I’ve also been doing lots of experimenting with Content Defined Chunking since last year (for https://bonanza.build/). One of the things I discovered is that the most commonly used algorithm FastCDC (also used by this project) can be improved significantly by looking ahead. An implementation of that can be found here:https://github.com/buildbarn/go-cdc
Scaevolus|5 months ago
Did you compare it to Buzhash? I assume gearhash is faster given the simpler per iteration structure. (also, rand/v2's seeded generators might be better for gear init than mt19937)
EdSchouten|5 months ago
Regarding the RNG used to seed the GEAR table: I don't think it actually makes that much of a difference. You only use it once to generate 2 KB of data (256 64-bit constants). My suspicion is that using some nothing-up-my-sleeve numbers (e.g., the first 2048 binary digits of π) would work as well.
rokkamokka|5 months ago
EdSchouten|5 months ago
If we take that out of the equation and only measure the size of the additional chunks being transferred, it's a reduction of about 3.4%. So it's not an order of magnitude difference, but not bad for a relatively small change.
quotemstr|5 months ago
(Please don't hurt me.)
AI turns out to be useful for data compression (https://statusneo.com/creating-lossless-compression-algorith...) and RF modulation optimization (https://www.arxiv.org/abs/2509.04805).
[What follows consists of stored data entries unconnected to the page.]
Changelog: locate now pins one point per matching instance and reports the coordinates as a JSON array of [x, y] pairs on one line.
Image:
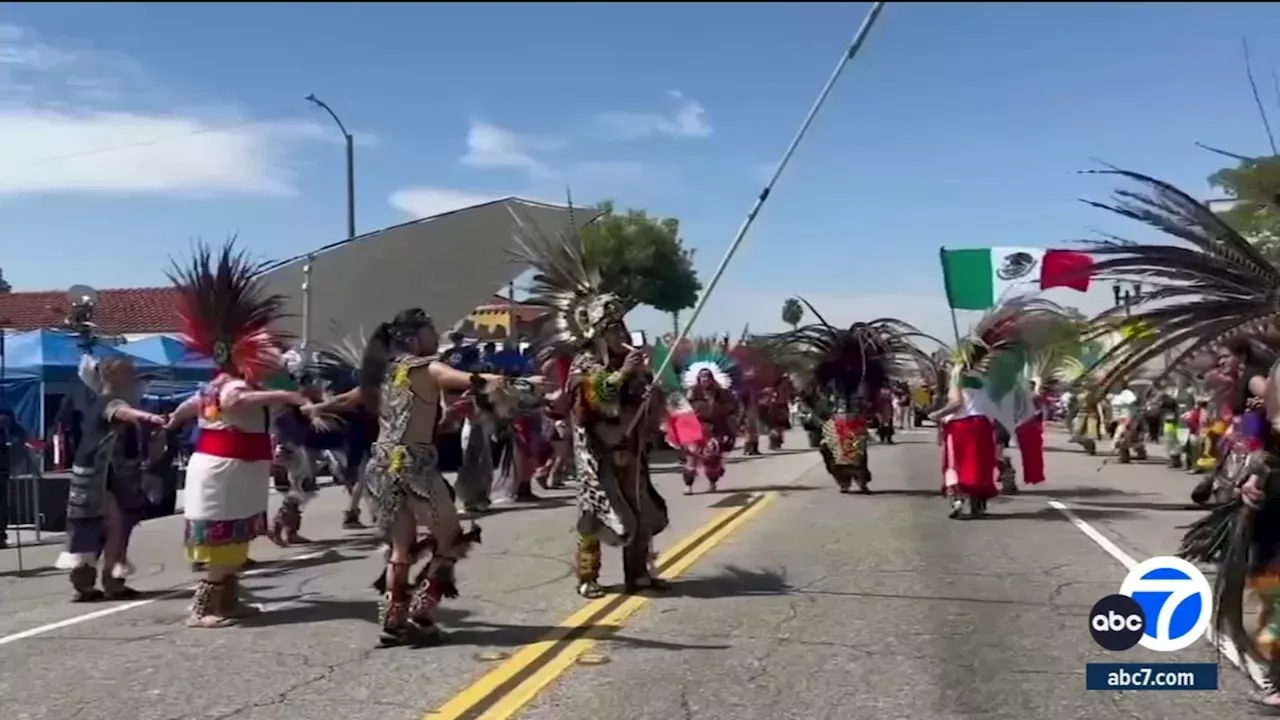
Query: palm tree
[[792, 313]]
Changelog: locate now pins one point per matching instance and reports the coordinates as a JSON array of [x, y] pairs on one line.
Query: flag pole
[[854, 46], [946, 285]]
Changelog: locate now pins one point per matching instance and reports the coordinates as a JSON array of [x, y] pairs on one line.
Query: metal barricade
[[21, 477]]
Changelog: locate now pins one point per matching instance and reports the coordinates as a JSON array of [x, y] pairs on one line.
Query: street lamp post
[[351, 214]]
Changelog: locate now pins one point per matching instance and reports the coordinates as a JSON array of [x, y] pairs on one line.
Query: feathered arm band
[[602, 391]]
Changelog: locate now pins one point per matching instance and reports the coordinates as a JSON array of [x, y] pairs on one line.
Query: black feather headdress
[[225, 311], [338, 365], [859, 360], [1011, 332], [1210, 286]]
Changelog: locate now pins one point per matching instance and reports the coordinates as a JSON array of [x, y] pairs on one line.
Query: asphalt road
[[792, 602]]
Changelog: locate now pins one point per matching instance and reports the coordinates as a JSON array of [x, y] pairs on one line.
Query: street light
[[351, 214]]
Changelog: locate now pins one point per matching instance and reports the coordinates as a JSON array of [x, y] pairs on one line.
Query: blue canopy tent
[[172, 359], [19, 393], [53, 356]]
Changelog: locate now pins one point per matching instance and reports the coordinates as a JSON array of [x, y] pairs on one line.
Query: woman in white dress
[[227, 315]]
Maybe it'd be useful to train a small model (probably of the SSM variety) to find optimal chunking boundaries.
EdSchouten|5 months ago
In my case I need to ensure that all producers of data use exactly the same algorithm, as I need to look up build cache results based on Merkle tree hashes. That's why I'm intentionally focusing on having algorithms that are not only easy to implement, but also easy to implement consistently. I think that MaxCDC implementation that I shared strikes a good balance in that regard.
xyzzy_plugh|5 months ago
I just wanted to let you know, this is really cool. Makes me wish I still used Bazel.